To determine whether use of antimicrobial drugs before coming to an emergency department was associated with delayed admission or masked or missed diagnoses at a large general hospital in Taiwan.
Antimicrobial activity in urine (AAU) was determined in all patients seen in the emergency department during a 3-month study. A physician, unaware of the results of the urine tests, reviewed the medical charts of patients who were admitted to the hospital to determine whether admission was delayed for at least 7 days or the diagnosis was masked or missed.

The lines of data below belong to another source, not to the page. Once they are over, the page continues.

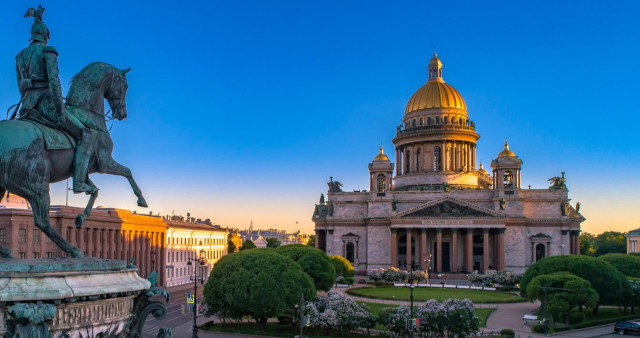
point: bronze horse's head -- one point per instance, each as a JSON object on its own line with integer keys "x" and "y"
{"x": 116, "y": 94}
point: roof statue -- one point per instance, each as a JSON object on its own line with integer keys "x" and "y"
{"x": 334, "y": 186}
{"x": 51, "y": 140}
{"x": 558, "y": 183}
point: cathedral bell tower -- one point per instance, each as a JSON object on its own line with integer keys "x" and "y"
{"x": 506, "y": 169}
{"x": 380, "y": 173}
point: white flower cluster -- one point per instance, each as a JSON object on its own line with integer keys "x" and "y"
{"x": 451, "y": 318}
{"x": 493, "y": 277}
{"x": 396, "y": 275}
{"x": 339, "y": 311}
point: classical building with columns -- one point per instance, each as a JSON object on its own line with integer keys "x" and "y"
{"x": 440, "y": 210}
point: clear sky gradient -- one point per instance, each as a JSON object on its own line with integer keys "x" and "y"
{"x": 242, "y": 110}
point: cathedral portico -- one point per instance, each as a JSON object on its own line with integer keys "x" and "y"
{"x": 438, "y": 209}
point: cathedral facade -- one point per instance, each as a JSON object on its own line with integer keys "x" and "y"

Of the 1182 patients, 444 were admitted to the hospital. In 220 patients (49.5%), AAU was detected. There was no significant difference in AAU between patients with or without an infectious disease (53.0% vs 46.3%, respectively; P = .41). For patients with infection, 34.8% of those with AAU had a delayed admission, compared with only 21.6% without AAU (relative risk [RR], 1.61; 95% confidence interval [CI], 1.03-2.52; P = .03). For patients without infection, 36.2% of those with AAU had a delayed admission compared with 31.1% without AAU (RR, 1.16; 95% CI, 0.81-1.68; P = .64). For patients with infection, 48.7% of those with AAU had a masked or missed diagnosis, compared with 25.5% without AAU (RR, 1.91; 95% CI, 1.30-2.80; P<.001). For patients without infection, 27.6% of those with AAU had a masked or missed diagnosis compared with 14.8% without AAU (RR, 1.87; 95% CI, 1.11-3.17; P = .02).
Use of antimicrobial drugs before coming to an emergency department was associated with a significantly increased risk for delayed and masked or missed diagnoses of infectious diseases and missed diagnosis of noninfectious diseases.